A esclerodermia é uma doença autoimune de natureza reumatológica que pertence ao grupo das doenças do tecido conjuntivo ou colagenoses (envolvimento do colágeno); caracterizada por doenças de pele, vasos sanguíneos e vários órgãos internos. Geralmente causa inchaço e dor nos músculos e articulações.
A esclerodermia pode desaparecer?
Existem medicamentos que retardam a progressão da doença esclerodermia e ajudam a controlar os seus sintomas, mas actualmente a esclerodermia não tem cura e a mancha não pode desaparecer. Vale ressaltar que o colágeno produzido em excesso interfere no funcionamento normal e por vezes gera insuficiência orgânica. Porém, em muitos casos, o processo entra em remissão após alguns anos de atividade.
A esclerodermia é uma doença grave que pode evoluir de três formas distintas, a forma localizada, a limitada e a difusa. Comum às duas últimas é a Síndrome de Raynaud, quadro que consiste no aparecimento de distúrbios circulatórios desencadeados pelo frio, com palidez, parestesia (sensação de formigamento em um membro), frio e cianose (coloração azulada), causada por espasmos nos capilares, e posterior rubor, causado por uma fase de hipotermia reativa, nos dedos e, em menor grau, nos pés. Sinais articulares também são comuns, com poliartralgia ouartrite.Síndrome de Raynaudé mais frequente em pacientes cujo estudo sorológico mostra positividade para o anticorpo anti-RNP (característico da doença mista do tecido conjuntivo).
A esclerodermia localizada normalmente está circunscrita a alguns locais da pele. Ocorre com mais frequência em crianças e jovens. São conhecidos dois tipos principais de Esclerodermia: Morfeia (com manchas de pele saliente e pigmentação aumentada ou diminuída) e Esclerodermia Linear (faixa ou linha de pele saliente que aparece nas pernas e braços, podendo também afetar o tecido subcutâneo e o músculo abaixo).
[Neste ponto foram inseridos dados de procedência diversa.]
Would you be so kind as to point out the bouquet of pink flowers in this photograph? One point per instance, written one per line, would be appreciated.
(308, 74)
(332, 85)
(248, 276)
Esta forma é a menos grave e as remissões são frequentemente observadas após uma longa evolução.
A esclerodermia sistêmica de progressão lenta é caracterizada porque a fibrose pulmonar não ocorre inicialmente, o envolvimento renal é raro e um bom número de pacientes apresenta anticorpos anticentrômero detectáveis. A síndrome de Raynaud pode ocorrer muitos anos antes do envolvimento da pele. O acometimento cutâneo limita-se à parte distal dos membros (até cotovelos e/ou joelhos) e à face. Inclui a síndrome CREST (Calcinose, Raynaud, Esôfago, Esclerodactilia, Telangiectasia) e todas as suas variantes. Inclui também a Esclerodermia Sistêmica sem envolvimento da pele, a chamada Esclerodermia Sine.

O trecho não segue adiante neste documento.